VCD Recoding

Recent versions of GTKWave default to dynamic VCD recoding in memory through some interesting tricks with zlib compressed VLists. This greatly reduces the amount of memory required to store a large, full VCD trace in memory such that in many cases, less memory is required than the actual size of the trace itself. Nevertheless, using one of the database formats will almost always be more efficient for larger traces, especially if they are to be viewed repeatedly. (i.e., the speed hit for converting a trace to a database format is offset by the repeated cost of recoding VCD every time the trace is viewed.)

VList Recoding Stategy

VCD files can now be recoded in gtkwave on a per-signal basis using a modified form of VList. The VList structure used by gtkwave is as follows:

struct vlist_t {
    struct vlist_t *next;
    unsigned int siz;
    int offs;
    unsigned int elem_siz;
};

The elem_siz is always equal to 1 byte. For the first structure, the siz field is 1. For the next one, it will be 2, then 4, and so forth. Given this doubling property, this structure allows a dynamically growing indexable array. The offs field is a pointer to the next element to be written to the array. It starts at zero. When the offs value is equal to siz, another VList is prepended in front of the existing one. Note that the siz number of elements are allocated directly after the vlist_t structure, so the first element can be found by skipping sizeof(vlist_t) bytes from the start of the vlist_t structure.
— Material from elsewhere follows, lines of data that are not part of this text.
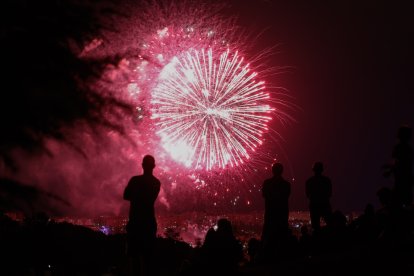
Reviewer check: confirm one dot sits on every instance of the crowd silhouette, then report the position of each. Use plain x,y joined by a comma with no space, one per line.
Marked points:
377,242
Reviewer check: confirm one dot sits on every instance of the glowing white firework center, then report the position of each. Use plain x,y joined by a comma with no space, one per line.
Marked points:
210,112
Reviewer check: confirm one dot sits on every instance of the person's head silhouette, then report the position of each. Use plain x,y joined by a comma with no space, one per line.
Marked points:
318,168
277,169
148,164
404,134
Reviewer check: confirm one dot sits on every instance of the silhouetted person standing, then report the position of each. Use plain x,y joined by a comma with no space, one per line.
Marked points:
319,191
142,191
402,168
276,192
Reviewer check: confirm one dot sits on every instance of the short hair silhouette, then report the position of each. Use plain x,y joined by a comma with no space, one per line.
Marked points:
404,133
318,167
277,168
148,162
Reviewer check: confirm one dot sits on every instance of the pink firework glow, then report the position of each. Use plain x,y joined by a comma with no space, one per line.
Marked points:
201,108
209,110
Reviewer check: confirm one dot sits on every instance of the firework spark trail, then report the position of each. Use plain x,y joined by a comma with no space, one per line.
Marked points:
211,112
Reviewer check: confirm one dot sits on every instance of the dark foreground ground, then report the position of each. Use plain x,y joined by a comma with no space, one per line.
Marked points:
43,247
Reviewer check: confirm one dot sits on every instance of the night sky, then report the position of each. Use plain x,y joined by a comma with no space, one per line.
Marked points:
351,75
348,66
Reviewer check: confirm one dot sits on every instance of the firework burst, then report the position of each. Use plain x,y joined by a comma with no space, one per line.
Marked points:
209,110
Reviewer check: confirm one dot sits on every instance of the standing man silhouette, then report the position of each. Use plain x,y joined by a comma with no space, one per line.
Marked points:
402,168
319,192
142,191
276,192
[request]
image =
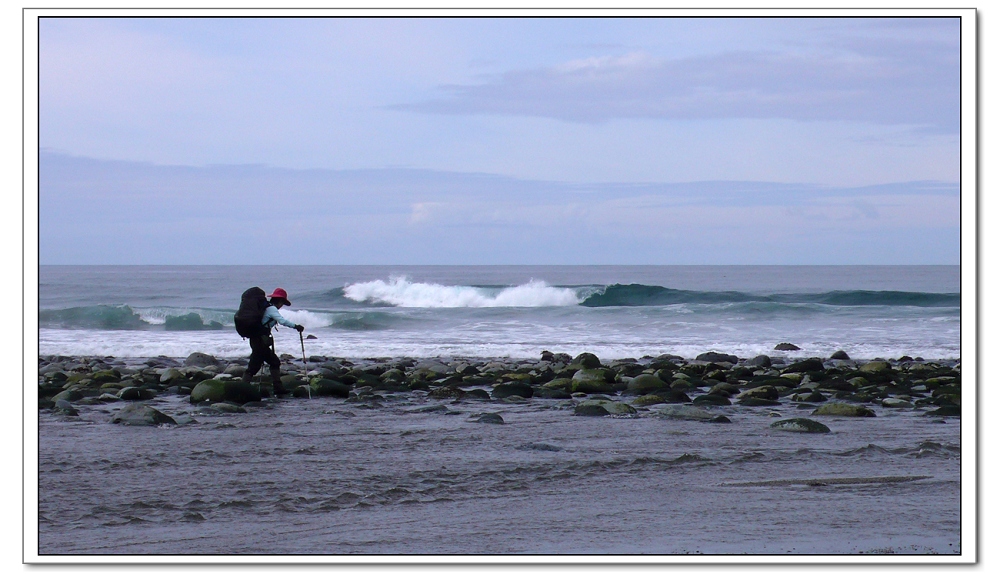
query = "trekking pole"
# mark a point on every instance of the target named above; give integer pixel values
(303, 344)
When a new vlist_t is prepended in front of an old one, a compaction of the data elements following the old vlist_t is attempted with zlib when the number of bytes to compact is 64 or greater. If the compaction results in a savings of space, the uncompressed vlist_t is discarded and the compressed one is kept. To signify that a particular vlist_t is compressed, the offs field is negated. (Thus, when accessing the list later, a negative offset indicates that the vlist_t structure in question is compressed.) Note that for a given VList, it is possible that there will be both compressed and uncompressed vlist_t structures, and this will have to be taken into account when they are accessed later.
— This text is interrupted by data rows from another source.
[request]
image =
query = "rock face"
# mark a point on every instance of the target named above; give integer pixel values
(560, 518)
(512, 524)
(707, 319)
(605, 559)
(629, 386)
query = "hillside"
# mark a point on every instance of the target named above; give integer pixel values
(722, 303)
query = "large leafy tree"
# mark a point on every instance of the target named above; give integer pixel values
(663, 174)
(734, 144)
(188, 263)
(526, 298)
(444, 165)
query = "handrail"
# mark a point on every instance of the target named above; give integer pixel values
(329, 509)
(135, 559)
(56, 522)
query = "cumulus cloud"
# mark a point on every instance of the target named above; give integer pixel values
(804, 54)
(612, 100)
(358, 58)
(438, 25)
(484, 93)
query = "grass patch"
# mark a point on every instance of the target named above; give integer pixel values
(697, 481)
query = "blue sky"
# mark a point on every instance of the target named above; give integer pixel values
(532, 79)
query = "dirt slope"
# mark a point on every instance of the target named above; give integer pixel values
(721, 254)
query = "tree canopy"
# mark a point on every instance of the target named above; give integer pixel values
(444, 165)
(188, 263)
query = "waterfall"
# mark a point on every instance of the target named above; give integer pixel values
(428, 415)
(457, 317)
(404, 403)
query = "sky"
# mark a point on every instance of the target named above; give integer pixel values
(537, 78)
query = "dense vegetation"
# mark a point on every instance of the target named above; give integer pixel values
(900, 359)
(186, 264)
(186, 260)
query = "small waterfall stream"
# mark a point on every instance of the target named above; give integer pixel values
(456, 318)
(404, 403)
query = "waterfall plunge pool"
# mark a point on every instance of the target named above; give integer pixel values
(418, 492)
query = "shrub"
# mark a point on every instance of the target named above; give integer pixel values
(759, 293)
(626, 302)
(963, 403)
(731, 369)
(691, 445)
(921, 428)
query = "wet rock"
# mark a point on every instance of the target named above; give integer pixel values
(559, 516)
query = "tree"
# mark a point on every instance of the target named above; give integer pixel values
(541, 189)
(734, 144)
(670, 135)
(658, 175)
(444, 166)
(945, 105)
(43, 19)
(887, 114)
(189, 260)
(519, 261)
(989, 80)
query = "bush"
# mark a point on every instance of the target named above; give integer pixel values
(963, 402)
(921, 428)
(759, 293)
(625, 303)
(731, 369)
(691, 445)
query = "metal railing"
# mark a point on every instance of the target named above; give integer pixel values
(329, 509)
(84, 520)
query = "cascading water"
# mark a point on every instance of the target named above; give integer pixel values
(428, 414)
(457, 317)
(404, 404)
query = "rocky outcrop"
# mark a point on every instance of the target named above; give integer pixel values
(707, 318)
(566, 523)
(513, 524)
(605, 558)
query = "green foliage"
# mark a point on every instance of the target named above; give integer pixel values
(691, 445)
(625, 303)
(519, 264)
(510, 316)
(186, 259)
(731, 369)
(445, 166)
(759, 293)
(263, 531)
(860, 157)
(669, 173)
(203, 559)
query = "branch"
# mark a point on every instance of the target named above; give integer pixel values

When a vlist_t is finalized (i.e., when no more elements are to be added to it), a compression is attempted. If that fails (i.e., not appreciable size savings), a naive truncation of the unused bytes (siz-offs)*elem_siz is done. Given the nature of the data in this list, compression usually succeeds.

These VList structures remain dormant in memory in their (possibly) compressed form until they are needed to be accessed. At that time they are decompressed (if required), traversed, and destroyed as they will no longer be needed. The actual data contained in the memory area following the vlist_t structures to represent VHDL/Verilog value changes will now be described.

Time Encoding

Along with the value changes, an uncompressed VList of 64-bit integers is also generated as time values are parsed from the VCD file. (i.e., lines of the form “#1000”) As the time values are added to that VList, a numerical index (zeroth, first, second) is maintained separately that indicates what the current time index is.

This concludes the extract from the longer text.